Robust fault-tolerant controller design for aerodynamic load simulator

Load simulator is one of the main mechanisms for stability and performance evaluation of the rotational/translational actuators in the laboratory. The movement of (under testing) actuator generates a large disturbance on the load simulator known as “extraneous torque”. Elimination of this large surplus disturbance is the main concern of the dynamic load simulator design. The faults are unavoidable events in system operation. Sensor or actuator faults frequently occur in flight systems. The design method based on Quantitative Feedback Theory (QFT) can be used as a passive Fault-Tolerant Control (FTC) of the plants with sensor or actuator faults. In this paper, a QFT-FTC is proposed for the electric load simulator (ELS) in presence of sensor and actuator faults.
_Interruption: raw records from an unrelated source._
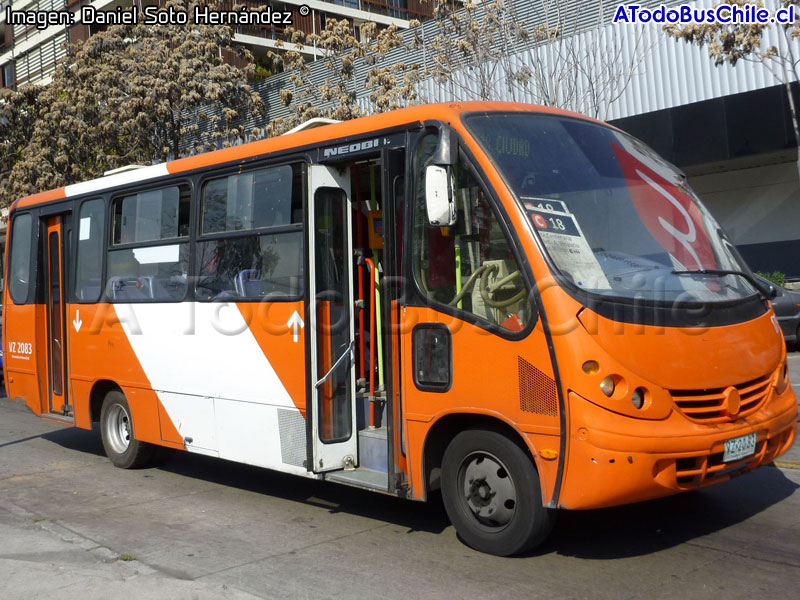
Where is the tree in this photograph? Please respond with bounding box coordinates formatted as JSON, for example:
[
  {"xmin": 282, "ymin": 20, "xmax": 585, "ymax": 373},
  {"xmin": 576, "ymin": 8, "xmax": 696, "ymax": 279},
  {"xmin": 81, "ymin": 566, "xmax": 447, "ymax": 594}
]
[
  {"xmin": 664, "ymin": 0, "xmax": 800, "ymax": 176},
  {"xmin": 5, "ymin": 0, "xmax": 261, "ymax": 201},
  {"xmin": 428, "ymin": 0, "xmax": 651, "ymax": 119},
  {"xmin": 0, "ymin": 85, "xmax": 42, "ymax": 173}
]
For this purpose, a particular type of faults is used, which the sensor and actuator faults are considered as semi-deterministic jumps that occurring at random intervals with random amplitudes. In the first step, the faults are converted to parameter uncertainties and disturbance is transferred to the input and output of the plant. Then, a QFT controller is designed for this uncertain plant. Proposed QFT-FTC attenuates the large disturbance even if the control effort is limited. Under these circumstances, an adequate bandwidth is achieved. Furthermore, semi-deterministic jumping faults on sensor and actuator are applied during the simulations and high robust tracking performance is obtained in presence of the saturated control. Compared to H-infinity Controller, the proposed controller has a simpler structure and its tracking performance is better than H-infinity method.